We had a final with a timed essay. I was already under pressure, because I had got a 100% on the mid term. It was going to be graded on a curve, but I answered every question right. So I threw off the curve, to the dislike of all my classmates. This was an English writing class. The teacher had already teased about me setting the highest standard again. I cracked under the pressure. It was so emotional. It was so embarrassing.
I had taken writing so seriously, that I started balling when the words couldn’t come. I tried to write and nothing worked. I had always been able to free flow my words. I got so caught up in the pressure of being perfect. I did not want to disappoint my teacher or parents. All though no one expected perfect, they had gotten used to me being perfect with my grades.
I remember one time in Geometry class as I freshman. Math was my favorite subject. I had the best math teacher my freshman year. Now, I realize, I was super attracted to my teacher. At the time, I was so naïve, I would have never dreamed that was the case. I had an A in the class. I always did great on tests and pop quizzes. One day, we had this problem solving quiz. The first question had to be solved and that answer was used for the rest of the questions. If the first answer was wrong, then the rest of the test was wrong.
That is exactly, what happened to me. It was the first time in my life, I ever got a zero on a quiz. I was shocked. I came home and cried. I was a perfectionist in everything. That is what made me get into eating disorders so much, is my quest for perfection. My mom, always tried to make things better. I told her about this quiz. I was so upset. She said, do you need a tutor. I said no Mom, I have an A. I just feel stupid about this one test.
The next day, I go into school for that class. My mom worked at the school, so she had direct access to my teachers. I was mortified when my teacher took me aside before class. Remember, I had a crush on this teacher. He was all, Joy, your mom was concerned about your grades and asked me if you needed a tutor. I informed your mom, that you have the highest grade in the class and that you would be more likely to tutor other students. I was honored by the compliment, but so embarrassed that my mom had talked to my teacher.
It is funny now thinking back on these things. They seem so small when put my fingers to my pad. I like the ring to that. Normally, it would be pencil to paper, but now with my iPad and cool keypad, it’s fingers to pad. There are events in our life, that at the time were insanely impactful. Those are the events that get lodged into our memories most. We remember the things that stand out most. A lot of our past is forgotten, but there are those certain moments that stand out.
Those moments, can be fond, fearful, angry or sad memories. There are all types of emotional memories. In order for a memory to log into your brain, a strong emotion is required. We forget about a lot of events and moments, because they are of lower importance and are lest impactful. Every memory is impactful and important, if it is remembered.
Memories are a fantastic way for the dead to connect with the living.

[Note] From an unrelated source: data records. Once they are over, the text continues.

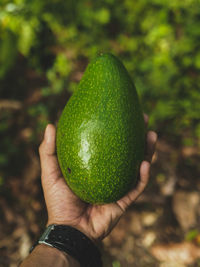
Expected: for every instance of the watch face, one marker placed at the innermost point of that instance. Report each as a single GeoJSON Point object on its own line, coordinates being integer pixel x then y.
{"type": "Point", "coordinates": [72, 242]}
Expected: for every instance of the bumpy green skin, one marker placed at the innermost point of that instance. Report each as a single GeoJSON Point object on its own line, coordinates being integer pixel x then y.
{"type": "Point", "coordinates": [100, 134]}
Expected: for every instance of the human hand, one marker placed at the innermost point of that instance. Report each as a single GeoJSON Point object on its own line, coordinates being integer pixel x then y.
{"type": "Point", "coordinates": [64, 207]}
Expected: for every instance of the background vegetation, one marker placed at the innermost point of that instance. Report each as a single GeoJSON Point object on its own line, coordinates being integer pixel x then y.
{"type": "Point", "coordinates": [44, 49]}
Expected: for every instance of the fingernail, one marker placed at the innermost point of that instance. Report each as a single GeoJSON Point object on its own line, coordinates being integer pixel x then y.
{"type": "Point", "coordinates": [46, 134]}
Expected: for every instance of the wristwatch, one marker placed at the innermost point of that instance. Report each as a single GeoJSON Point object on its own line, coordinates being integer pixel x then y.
{"type": "Point", "coordinates": [72, 242]}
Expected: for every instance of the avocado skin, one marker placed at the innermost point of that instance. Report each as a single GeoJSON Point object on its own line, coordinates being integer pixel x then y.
{"type": "Point", "coordinates": [100, 134]}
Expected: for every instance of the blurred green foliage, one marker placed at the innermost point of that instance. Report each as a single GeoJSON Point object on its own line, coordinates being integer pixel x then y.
{"type": "Point", "coordinates": [157, 40]}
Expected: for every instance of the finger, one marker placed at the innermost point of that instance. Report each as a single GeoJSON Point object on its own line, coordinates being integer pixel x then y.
{"type": "Point", "coordinates": [50, 170]}
{"type": "Point", "coordinates": [151, 144]}
{"type": "Point", "coordinates": [146, 119]}
{"type": "Point", "coordinates": [128, 199]}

Dead people will connect with us in anyway that we can understand. Thoughts on our past, songs, movies and ideas are other ways the dead can easily connect. It is not a coincidence, when a thought pops up out of the so called blue. Those are what I call winks from your dead friends.
Knowledge, is a collective. Everything, we know is what is known through the Universe. We cannot know things that we are unaware exist. Does that make sense? How can one know, what one does not know? An idea comes from the Universe. We often want to take credit for the collective knowledge we obtain. Dead people are always around to help. Most people ignore them, so they have a lot of free time. If people listen, they are happy to assist.
As a cultural and society, we frown upon the idea of talking to the dead. We associate that with witch craft or insanity. People are put in mental intuitions for talking to their own thoughts. Thoughts are the dead friends. The idea of having a conscience, is the dead friends. They are available to anyone willing to be open. I talk to my dead mom and brother all the time. They have helped me walk through this journey. They helped me become a Jedi and a free spirit. I grew up an uptight Christian. Now I am a carefree Satanist. Thank you dead friends!!! I love you all!!!!!!